Quando eu tinha a resposta na ponta da língua, o teste decorria sem sobressaltos; quando eu não sabia responder, ou tinha dúvidas, pedia de imediato a leitura das opções, leitura que era feita de bom grado mais que, por mais rápida que fosse, sempre terminava a destempo, em prejuízo próprio e da minha equipa. Nada de grave; aquilo era uma brincadeira.

Pior estava para vir. Várias questões começavam com as palavras “Observe a imagem.” Aí eu ficava literalmente, irremediavelmente fora do jogo. Passado o breve desconforto despoletado por aquela introdução, eu desligava, como em represália espontânea, permitindo-me descansar daquele esforço acelerado e gozar uns breves momentos de evasão.

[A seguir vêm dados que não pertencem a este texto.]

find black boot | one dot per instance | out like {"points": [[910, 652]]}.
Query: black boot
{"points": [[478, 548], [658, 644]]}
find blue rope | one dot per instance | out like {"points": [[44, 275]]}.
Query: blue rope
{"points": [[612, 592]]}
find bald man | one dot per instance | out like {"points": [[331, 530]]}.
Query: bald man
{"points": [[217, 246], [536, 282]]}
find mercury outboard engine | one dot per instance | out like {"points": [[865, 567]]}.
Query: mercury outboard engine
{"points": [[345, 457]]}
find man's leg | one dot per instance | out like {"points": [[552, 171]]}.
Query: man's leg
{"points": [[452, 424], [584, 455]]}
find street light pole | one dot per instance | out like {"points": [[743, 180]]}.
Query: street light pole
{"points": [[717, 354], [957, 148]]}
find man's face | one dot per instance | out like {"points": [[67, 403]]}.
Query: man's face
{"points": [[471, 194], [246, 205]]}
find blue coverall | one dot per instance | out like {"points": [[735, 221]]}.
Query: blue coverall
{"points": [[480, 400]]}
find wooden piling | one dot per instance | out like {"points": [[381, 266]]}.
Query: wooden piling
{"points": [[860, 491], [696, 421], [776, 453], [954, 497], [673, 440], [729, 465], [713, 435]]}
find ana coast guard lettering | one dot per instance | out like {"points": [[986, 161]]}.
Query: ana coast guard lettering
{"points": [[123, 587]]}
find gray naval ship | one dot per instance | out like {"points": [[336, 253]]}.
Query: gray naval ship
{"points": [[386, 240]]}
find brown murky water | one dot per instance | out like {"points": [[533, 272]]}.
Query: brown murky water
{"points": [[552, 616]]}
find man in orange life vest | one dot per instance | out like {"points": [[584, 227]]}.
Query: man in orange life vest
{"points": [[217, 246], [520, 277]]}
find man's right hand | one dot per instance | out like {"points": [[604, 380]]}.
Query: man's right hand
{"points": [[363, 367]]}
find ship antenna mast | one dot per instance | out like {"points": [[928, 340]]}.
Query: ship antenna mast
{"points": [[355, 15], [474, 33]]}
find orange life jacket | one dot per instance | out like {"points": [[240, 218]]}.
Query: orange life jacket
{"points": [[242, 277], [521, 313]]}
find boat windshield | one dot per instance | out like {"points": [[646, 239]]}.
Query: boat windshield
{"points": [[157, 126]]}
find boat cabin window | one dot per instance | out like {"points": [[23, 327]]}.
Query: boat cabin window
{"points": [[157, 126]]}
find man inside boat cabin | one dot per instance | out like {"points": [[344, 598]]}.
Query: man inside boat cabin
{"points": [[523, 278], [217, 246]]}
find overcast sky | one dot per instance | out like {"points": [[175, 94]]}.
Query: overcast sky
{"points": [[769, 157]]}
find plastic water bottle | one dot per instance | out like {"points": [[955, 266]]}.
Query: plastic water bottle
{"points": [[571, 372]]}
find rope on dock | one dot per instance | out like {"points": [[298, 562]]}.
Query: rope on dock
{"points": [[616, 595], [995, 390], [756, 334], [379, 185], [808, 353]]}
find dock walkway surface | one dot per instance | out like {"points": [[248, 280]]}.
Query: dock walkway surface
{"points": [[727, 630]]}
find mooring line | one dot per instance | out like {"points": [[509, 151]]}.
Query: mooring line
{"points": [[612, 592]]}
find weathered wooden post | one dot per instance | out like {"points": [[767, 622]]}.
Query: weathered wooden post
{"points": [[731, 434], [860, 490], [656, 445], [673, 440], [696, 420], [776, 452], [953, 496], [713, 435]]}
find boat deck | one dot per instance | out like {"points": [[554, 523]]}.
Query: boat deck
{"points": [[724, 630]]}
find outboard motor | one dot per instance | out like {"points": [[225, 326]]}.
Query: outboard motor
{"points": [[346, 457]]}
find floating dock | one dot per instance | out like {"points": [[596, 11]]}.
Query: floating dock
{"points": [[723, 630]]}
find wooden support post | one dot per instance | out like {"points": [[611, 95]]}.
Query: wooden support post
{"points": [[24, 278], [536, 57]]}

Dei comigo apensar: E se este teste fosse na Escola, a sério? Como se sentem os jovens cegos, especialmente os que ainda dominam mal as ferramentas específicas, em escolas ditas inclusivas? Que impacto tem na autoestima deles ficarem “fora do contexto”? Ainda se fosse só de longe a longe…
Mas receio que esta marginalização, tão involuntária quanto inevitável por causa da disfuncionalidade do principal órgão dos sentidos, aconteça com maior frequência do que seria aceitável, já que os métodos de ensino apelam muito a estímulos visuais. Com a agravante de o professor de Educação Especial não ter condições para prestar um apoio integral e sempre atempado. Felizmente há alunos dotados de uma persistente força de vontade, de capacidades acima da média e com ajudas de retaguarda incansáveis. É óbvio que a conjugação destes fatores facilita o sucesso, preenche muitas lacunas da escola inclusiva.

Para mim, desligar resolveu o problema; para eles, de certo que não. Está em causa a sua preparação escolar, da qual dependerá em grande parte a sua qualidade de vida.

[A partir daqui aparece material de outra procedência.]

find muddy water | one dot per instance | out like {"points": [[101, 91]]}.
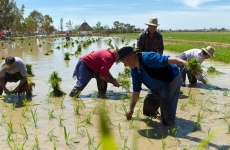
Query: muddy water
{"points": [[140, 134]]}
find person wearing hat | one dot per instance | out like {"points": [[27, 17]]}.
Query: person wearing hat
{"points": [[95, 65], [12, 69], [158, 73], [150, 40], [201, 55]]}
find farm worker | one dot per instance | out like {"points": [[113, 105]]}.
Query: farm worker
{"points": [[12, 69], [67, 37], [95, 65], [201, 54], [157, 73], [150, 40]]}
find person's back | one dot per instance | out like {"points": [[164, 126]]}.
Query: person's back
{"points": [[96, 59]]}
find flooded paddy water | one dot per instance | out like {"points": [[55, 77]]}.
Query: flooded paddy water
{"points": [[203, 111]]}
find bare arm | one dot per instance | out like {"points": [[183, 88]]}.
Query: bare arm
{"points": [[135, 96], [22, 81], [176, 61], [3, 83], [110, 79]]}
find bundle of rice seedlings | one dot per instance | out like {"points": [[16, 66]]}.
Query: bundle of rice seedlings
{"points": [[27, 87], [29, 70], [212, 70], [67, 56], [55, 80], [193, 65]]}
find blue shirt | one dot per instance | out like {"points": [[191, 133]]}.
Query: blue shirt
{"points": [[154, 60]]}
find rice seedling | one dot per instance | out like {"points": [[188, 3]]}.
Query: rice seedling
{"points": [[90, 139], [123, 109], [29, 70], [173, 132], [191, 100], [51, 51], [119, 128], [51, 114], [34, 117], [88, 118], [55, 80], [24, 130], [55, 145], [163, 143], [4, 104], [194, 66], [197, 126], [205, 142], [46, 54], [77, 109], [182, 107], [67, 56], [62, 103], [36, 144], [2, 119], [61, 119], [66, 136], [13, 106], [124, 81], [212, 70], [225, 92], [51, 136], [107, 139]]}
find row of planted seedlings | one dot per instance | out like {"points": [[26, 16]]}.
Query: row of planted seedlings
{"points": [[204, 104]]}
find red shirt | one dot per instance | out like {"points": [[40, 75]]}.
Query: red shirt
{"points": [[100, 61]]}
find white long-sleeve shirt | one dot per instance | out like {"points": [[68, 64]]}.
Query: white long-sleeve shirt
{"points": [[195, 53]]}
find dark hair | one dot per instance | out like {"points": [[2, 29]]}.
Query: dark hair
{"points": [[204, 53], [9, 60]]}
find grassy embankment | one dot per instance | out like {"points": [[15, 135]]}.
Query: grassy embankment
{"points": [[182, 41]]}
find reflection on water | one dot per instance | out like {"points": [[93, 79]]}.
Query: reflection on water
{"points": [[43, 65]]}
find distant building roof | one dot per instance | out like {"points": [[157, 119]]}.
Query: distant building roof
{"points": [[85, 27]]}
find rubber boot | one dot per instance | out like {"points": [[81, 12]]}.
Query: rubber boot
{"points": [[75, 92], [1, 90]]}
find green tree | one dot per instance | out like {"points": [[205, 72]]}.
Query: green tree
{"points": [[46, 24], [69, 25], [61, 24], [38, 19]]}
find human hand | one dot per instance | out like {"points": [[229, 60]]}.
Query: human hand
{"points": [[16, 90], [129, 114], [116, 84], [6, 91]]}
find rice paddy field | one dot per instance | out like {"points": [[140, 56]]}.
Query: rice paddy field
{"points": [[53, 120]]}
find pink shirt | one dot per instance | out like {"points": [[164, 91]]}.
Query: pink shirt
{"points": [[100, 61]]}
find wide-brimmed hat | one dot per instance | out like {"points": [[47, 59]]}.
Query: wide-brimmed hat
{"points": [[152, 22], [209, 50], [125, 52]]}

Voltando às nossas questões com base na observação de imagens: Mesmo que tivesse sido possível fornecerem-me as descrições em braille, mesmo que tivesse surgido a ideia de as gravar em áudio previamente, nada surtiria efeito: Eu não leria, nem ouviria ler tudo a tempo de responder; além de que a audição das descrições incomodaria as demais participantes. A menos que eu usasse auscultadores. Só que, com eles nos ouvidos, eu ficaria parcialmente isolada do meio circundante.

No caso vertente, este tipo de questões deveria ter sido abolido?
Não. Todas as respondentes, excepto eu, usufruem dos seus cinco sentidos; portanto a estratégia sensata consistiu em optarem pelo mal menor, ou seja, sacrificar a parte pelo todo. As questões a partir da observação de imagens afiguram-se-me insubstituíveis, pois o aperfeiçoamento pelo treino da concentração no que os olhos veem, e da memória visual, é tão importante como melhorar a concentração no que se ouve e a memória auditiva.

Vale-nos o consolo de que a ausência da leitura das opções de resposta em formato áudio é fácil de corrigir. As organizadoras deste teste não repetirão a falha em presença de uma situação idêntica. Os erros aborrecem-nos, alguns são difíceis de corrigir; pporém eles dão-nos lições, às vezes duras, na própria pele, as quais por isso mesmo ficam guardadas para sempre no nosso espólio intelectual. Tornam-nos mais sábios, mais tolerantes.

A minha equipa perdeu. Era previsível. Mesmo assim a notícia do resultado não passou sem deixar um leve rasto de tristeza. Em mim. Talvez em cada uma de nós. Ninguém gosta de perder, nem a feijões, não é? Esta consciência da susceptibilidade humana terá sinalizado que a derrota já nos bastava. Porque sobre o gelado… Nem uma palavra. Por solidariedade, diria eu, fomos tacitamente dispensadas de o pagar.